Type: | Package |
Title: | Accident and Development Period Adjusted Linear Pools for Actuarial Stochastic Reserving |
Version: | 0.1.0 |
Author: | Benjamin Avanzi [aut], William Ho [aut], Yanfeng Li [aut, cre], Bernard Wong [aut], Alan Xian [aut] |
Maintainer: | Yanfeng Li <yanfeng.li@student.unsw.edu.au> |
Description: | Loss reserving generally focuses on identifying a single model that can generate superior predictive performance. However, different loss reserving models specialise in capturing different aspects of loss data. This is recognised in practice in the sense that results from different models are often considered, and sometimes combined. For instance, actuaries may take a weighted average of the prediction outcomes from various loss reserving models, often based on subjective assessments. This package allows for the use of a systematic framework to objectively combine (i.e. ensemble) multiple stochastic loss reserving models such that the strengths offered by different models can be utilised effectively. Our framework is developed in Avanzi et al. (2023). Firstly, our criteria model combination considers the full distributional properties of the ensemble and not just the central estimate - which is of particular importance in the reserving context. Secondly, our framework is that it is tailored for the features inherent to reserving data. These include, for instance, accident, development, calendar, and claim maturity effects. Crucially, the relative importance and scarcity of data across accident periods renders the problem distinct from the traditional ensemble techniques in statistical learning. Our framework is illustrated with a complex synthetic dataset. In the results, the optimised ensemble outperforms both (i) traditional model selection strategies, and (ii) an equally weighted ensemble. In particular, the improvement occurs not only with central estimates but also relevant quantiles, such as the 75th percentile of reserves (typically of interest to both insurers and regulators).

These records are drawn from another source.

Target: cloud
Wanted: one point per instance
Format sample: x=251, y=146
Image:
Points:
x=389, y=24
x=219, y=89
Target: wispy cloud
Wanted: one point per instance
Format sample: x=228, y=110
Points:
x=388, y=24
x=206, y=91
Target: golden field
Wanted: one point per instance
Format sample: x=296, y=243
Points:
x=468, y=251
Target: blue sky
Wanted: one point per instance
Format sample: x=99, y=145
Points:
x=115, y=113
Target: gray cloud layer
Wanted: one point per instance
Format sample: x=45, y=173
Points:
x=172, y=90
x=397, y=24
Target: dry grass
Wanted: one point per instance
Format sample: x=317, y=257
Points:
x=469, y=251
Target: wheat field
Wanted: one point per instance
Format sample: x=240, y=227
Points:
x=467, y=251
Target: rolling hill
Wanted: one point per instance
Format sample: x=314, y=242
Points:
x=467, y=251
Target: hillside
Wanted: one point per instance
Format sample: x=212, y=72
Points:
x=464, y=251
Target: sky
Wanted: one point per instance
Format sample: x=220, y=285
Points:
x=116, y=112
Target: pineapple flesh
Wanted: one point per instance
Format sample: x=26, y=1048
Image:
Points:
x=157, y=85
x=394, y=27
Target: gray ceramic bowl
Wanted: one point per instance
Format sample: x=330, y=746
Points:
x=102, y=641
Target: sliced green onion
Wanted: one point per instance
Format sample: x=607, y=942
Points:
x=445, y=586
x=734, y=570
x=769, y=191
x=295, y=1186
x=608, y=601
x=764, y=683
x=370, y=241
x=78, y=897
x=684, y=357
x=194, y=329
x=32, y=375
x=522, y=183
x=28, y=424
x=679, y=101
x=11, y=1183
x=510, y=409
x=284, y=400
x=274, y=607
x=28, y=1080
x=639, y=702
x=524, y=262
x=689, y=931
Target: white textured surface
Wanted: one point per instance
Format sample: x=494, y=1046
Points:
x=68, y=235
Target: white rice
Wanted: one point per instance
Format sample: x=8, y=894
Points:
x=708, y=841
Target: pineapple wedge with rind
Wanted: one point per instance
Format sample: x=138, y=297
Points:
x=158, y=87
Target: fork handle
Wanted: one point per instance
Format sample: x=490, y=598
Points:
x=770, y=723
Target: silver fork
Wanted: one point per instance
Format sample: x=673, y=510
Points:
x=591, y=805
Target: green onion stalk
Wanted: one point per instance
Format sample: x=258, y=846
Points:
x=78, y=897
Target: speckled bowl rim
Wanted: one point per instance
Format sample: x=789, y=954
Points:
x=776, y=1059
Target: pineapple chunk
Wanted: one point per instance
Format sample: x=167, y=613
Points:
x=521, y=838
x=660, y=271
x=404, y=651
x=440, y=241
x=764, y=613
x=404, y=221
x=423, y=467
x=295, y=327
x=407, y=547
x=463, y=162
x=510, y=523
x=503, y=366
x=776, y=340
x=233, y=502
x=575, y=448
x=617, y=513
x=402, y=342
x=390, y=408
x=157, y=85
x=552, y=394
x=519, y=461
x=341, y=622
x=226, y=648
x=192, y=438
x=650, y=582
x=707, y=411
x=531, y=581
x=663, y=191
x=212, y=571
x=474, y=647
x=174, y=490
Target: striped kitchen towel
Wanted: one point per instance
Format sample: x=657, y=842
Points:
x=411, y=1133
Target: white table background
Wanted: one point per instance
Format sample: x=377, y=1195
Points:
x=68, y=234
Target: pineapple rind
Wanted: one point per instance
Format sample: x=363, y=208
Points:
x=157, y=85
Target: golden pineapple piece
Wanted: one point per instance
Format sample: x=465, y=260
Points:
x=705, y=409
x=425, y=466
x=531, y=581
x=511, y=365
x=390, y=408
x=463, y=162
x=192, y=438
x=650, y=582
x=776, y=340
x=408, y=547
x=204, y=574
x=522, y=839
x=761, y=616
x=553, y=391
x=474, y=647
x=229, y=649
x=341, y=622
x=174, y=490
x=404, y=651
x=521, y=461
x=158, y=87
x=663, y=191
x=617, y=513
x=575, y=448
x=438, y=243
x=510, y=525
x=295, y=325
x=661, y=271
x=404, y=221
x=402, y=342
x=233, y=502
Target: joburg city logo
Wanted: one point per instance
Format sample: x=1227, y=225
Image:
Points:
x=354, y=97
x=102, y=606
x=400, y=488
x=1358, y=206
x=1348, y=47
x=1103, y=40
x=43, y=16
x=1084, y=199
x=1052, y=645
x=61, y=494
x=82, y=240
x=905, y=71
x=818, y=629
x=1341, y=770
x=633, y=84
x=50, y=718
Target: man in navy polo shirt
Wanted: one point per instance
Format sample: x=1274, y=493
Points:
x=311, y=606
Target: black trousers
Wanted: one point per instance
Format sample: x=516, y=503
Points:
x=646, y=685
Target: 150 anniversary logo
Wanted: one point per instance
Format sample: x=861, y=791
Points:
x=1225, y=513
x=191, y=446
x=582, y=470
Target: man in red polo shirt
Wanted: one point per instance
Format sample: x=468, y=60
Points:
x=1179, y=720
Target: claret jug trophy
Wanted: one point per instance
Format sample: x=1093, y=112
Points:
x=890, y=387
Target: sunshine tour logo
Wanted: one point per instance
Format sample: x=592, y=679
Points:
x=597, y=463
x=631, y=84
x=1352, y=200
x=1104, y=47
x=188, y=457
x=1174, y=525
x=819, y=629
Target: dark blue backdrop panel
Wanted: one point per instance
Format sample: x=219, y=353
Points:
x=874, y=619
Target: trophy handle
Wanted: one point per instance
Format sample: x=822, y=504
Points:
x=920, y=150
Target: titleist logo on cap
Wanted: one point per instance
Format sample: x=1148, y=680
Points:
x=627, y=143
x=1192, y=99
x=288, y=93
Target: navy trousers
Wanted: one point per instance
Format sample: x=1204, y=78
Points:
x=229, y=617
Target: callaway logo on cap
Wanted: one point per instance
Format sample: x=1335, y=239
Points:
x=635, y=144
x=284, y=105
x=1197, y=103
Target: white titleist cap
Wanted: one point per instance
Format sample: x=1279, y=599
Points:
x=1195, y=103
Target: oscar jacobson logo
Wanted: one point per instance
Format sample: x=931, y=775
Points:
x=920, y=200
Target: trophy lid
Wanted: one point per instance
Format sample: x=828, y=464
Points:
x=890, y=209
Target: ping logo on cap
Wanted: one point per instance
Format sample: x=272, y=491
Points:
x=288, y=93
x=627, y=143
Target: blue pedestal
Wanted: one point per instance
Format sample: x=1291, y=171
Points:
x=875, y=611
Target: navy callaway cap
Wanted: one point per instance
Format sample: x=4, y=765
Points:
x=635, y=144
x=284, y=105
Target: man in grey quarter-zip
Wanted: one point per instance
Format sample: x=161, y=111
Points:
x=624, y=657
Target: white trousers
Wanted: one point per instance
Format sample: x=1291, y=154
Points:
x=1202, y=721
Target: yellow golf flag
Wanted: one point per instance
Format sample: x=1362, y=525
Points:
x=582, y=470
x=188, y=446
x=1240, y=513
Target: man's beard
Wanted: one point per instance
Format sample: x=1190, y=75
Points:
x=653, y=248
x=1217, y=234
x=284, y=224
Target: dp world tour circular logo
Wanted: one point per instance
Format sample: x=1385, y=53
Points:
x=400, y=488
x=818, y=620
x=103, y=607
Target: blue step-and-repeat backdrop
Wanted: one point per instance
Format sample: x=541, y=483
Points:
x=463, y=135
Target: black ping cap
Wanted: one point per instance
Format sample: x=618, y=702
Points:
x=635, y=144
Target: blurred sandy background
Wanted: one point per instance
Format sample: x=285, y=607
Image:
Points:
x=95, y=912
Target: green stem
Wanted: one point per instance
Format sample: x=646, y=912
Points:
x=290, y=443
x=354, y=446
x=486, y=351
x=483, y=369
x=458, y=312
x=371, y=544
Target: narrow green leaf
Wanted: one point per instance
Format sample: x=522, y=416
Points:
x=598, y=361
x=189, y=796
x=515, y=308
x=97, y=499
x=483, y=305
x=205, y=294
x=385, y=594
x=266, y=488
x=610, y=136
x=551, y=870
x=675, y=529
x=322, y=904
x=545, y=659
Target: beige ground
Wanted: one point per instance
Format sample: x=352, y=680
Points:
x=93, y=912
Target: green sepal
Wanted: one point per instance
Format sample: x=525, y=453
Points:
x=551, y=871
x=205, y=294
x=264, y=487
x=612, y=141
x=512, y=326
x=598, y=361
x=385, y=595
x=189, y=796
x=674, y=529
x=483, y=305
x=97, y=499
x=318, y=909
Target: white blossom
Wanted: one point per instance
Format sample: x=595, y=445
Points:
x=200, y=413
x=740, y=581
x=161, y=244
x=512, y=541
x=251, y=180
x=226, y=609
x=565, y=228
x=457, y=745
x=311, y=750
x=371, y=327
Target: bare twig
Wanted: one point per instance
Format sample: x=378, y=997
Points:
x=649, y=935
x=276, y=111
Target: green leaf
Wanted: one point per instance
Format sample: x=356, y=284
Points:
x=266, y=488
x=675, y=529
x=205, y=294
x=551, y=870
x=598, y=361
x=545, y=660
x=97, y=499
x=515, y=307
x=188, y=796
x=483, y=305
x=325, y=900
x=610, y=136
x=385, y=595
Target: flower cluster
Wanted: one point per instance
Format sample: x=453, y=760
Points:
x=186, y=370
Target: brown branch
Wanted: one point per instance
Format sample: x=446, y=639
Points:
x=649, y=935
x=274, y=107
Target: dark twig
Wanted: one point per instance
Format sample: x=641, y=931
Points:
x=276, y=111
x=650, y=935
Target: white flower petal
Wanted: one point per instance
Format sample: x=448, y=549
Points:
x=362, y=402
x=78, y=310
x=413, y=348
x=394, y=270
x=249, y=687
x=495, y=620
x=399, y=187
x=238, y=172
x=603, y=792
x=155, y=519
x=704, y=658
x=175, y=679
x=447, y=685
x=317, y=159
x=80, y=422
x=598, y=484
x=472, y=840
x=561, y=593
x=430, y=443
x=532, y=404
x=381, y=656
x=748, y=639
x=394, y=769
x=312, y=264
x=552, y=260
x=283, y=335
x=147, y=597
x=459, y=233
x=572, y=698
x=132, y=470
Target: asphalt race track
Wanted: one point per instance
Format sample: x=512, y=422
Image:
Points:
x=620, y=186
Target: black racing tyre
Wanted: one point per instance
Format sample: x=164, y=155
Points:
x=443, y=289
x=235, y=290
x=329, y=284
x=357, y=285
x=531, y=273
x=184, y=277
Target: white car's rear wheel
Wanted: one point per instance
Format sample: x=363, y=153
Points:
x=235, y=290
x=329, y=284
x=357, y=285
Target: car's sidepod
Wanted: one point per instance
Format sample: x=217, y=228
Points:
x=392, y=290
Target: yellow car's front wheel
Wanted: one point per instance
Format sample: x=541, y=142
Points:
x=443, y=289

Reference: Avanzi B, Li Y, Wong B, Xian A (2023) "Ensemble distributional forecasting for insurance loss reserving" <doi:10.48550/arXiv.2206.08541>. |
License: | GPL-3 |
Encoding: | UTF-8 |
URL: | https://github.com/agi-lab/ADLP |
BugReports: | https://github.com/agi-lab/ADLP/issues |
LazyData: | true |
RoxygenNote: | 7.3.1 |
Imports: | methods |
Suggests: | knitr, tidyverse, SynthETIC (≥ 1.0.0) |
VignetteBuilder: | knitr |
Depends: | R (≥ 2.10) |
NeedsCompilation: | no |
Packaged: | 2024-04-18 07:21:50 UTC; jimli |
Repository: | CRAN |
Date/Publication: | 2024-04-18 19:23:01 UTC |
Minorization-Maximisation Algorithm performed to fit the ADLPs
Description
The Minorization-Maximization algorithm aims to optimize a surrogate objective function that approximates the Log Score. This approach typically results in fast and stable convergence, while ensuring that combination weights adhere to the constraints of being non-negative and summing to one. For detailed description of the algorithm, one might refer to: Conflitti, De Mol, and Giannone (2015)
Usage
MM_optim(w_init, dat, niter = 500)
Arguments
w_init |
initial weights for each ADLP |
dat |
matrix of densities for each ADLP |
niter |
maximum number of iterations. Defaults to 500 |
Value
An object of class mm_optim
. mm_optim
is a list that stores the
results of the MM algorithm performed, including the final parameters, the
final loss and numer of iterations.
References
Conflitti, Cristina, Christine De Mol, and Domenico Giannone. "Optimal combination of survey forecasts." International Journal of Forecasting 31.4 (2015): 1096-1103.
Examples
w_init <- rep(1/3, 3)
set.seed(1)
density_data <- matrix(runif(9), nrow = 3, ncol = 3)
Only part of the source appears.